Prolly Trees can be constructed from scratch using a variation of content-slicing, as used in bup, rsync, Camlistore, and many other systems.

Prolly Tree Construction

To start, we "chunk" the serialization of a larged sorted sequence by sliding a fixed-size window through it, one byte at a time.

At each position, we compute a hash of the bytes in the window. Any hash can be used, but in Noms a rolling hash is used for performance.

Within each hash, we look for a pattern that has a known probability of occuring. If the pattern is found, that position is a boundary. We slide the window forward to the end of the containing item, and write a new chunk containing the bytes between this boundary and the previous, if any. The resulting chunk is stored in a content-addressed storage system. Again, any hash can be used for this, but in Noms we use truncated SHA-512.

By adjusting the pattern we look for, we can control the average size of the chunks our tree will be decomposed into.

In Noms, the pattern we look for is the 12 high bits being 1. Since this has a probability of 1/2^12, the average chunk size in Noms is 4kb.

Once we've created an initial pass of chunks this way, we build an index describing the contents of each of those chunks, and perform the chunking operation again on the serialization of that index. This continues recursively, until we are left with a node that doesn't chunk. This is the root of the tree.

Noms uses a window size of 64 bytes, so the probability of any 1 bit change moving a boundary is about 64/4kb ~= 0.016.

Prolly Tree Mutation

To mutate a Prolly Tree, conceptually we build a new Prolly Tree from scratch, except that we can reuse everything from the previous tree that we know cannot have been affected (because it is outside the window).

Prolly Tree Mutation

In the example above, we insert the value I into the set. The chunk boundary is unchanged in this case so the subtrees before and after the modified chunk can be reused as-is.
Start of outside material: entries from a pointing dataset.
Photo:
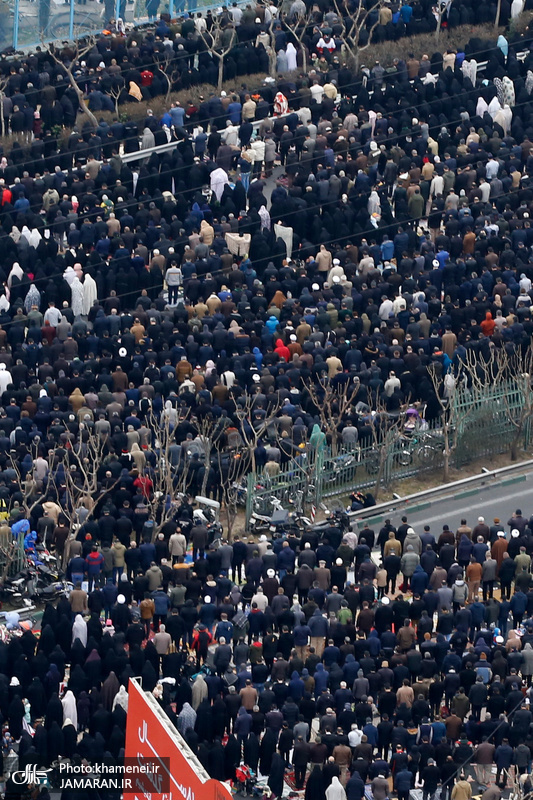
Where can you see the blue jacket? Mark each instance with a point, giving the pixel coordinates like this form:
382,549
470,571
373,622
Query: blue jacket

Every so often (1.6% of the time in Noms) a write will move a chunk boundary. This results in one extra chunk getting written at that level in the tree. This can happen at each level, so the expected number of operations to make a change to a prolly tree is 1.016*treedepth.

A 4-level Prolly Tree in Noms can hold 4096^4 ~= 281TB of data. We can make a single mutation to that tree with about 4 4kb writes.

Some Properties of Prolly Trees

Operation B-Trees Patricia Trees† / HAMTs Prolly Trees
1 Random Read 🎉logk(n) 🎉logk(n) 🎉logk(n)
1 Random Write 🎉logk(n) 💩2*logk(n) 👍(1+k/w)*logk(n)
Ordered scan of one item with size z 🎉z/k 🎉z/k
Calculate diff of size d 💩n 🎉d 🎉d
Verification, proofs 🙌 🙌
Structured sharing 🙌 🙌

assuming hashed keys, unhashed destroys perf — n: total leaf data in tree, k: average block size, w: window width

Indexing and Searching with Prolly Trees

Like B-Trees, Prolly Trees are sorted. In Noms, we sort keys of type Boolean, Number, and String by their natural order. We sort other key types by their hash.

Because of this sorting, Noms collections can be used as efficient indexes, in the same manner as primary and secondary indexes in traditional databases.

For example, say you want to quickly be able to find Person structs by their age. You could build a map of type Map<Number, Set<Person>>. This would allow you to quickly (~logk(n) seeks) find all the people of an exact age. But it would also allow you to find all people within a range of ages efficiently (~num_results/logk(n) seeks), even if the ages are non-integral.

Also, because Noms collections are ordered search trees, it is possible to implement set operations like union and intersect efficiently on them.

So, for example, if you wanted to find all the people of a particular age AND having a particular hair color, you could construct a second map having type Map<String, Set<Person>>, and intersect the two sets.

Over time, we plan to develop this basic capability into support for some kind of generalized query system.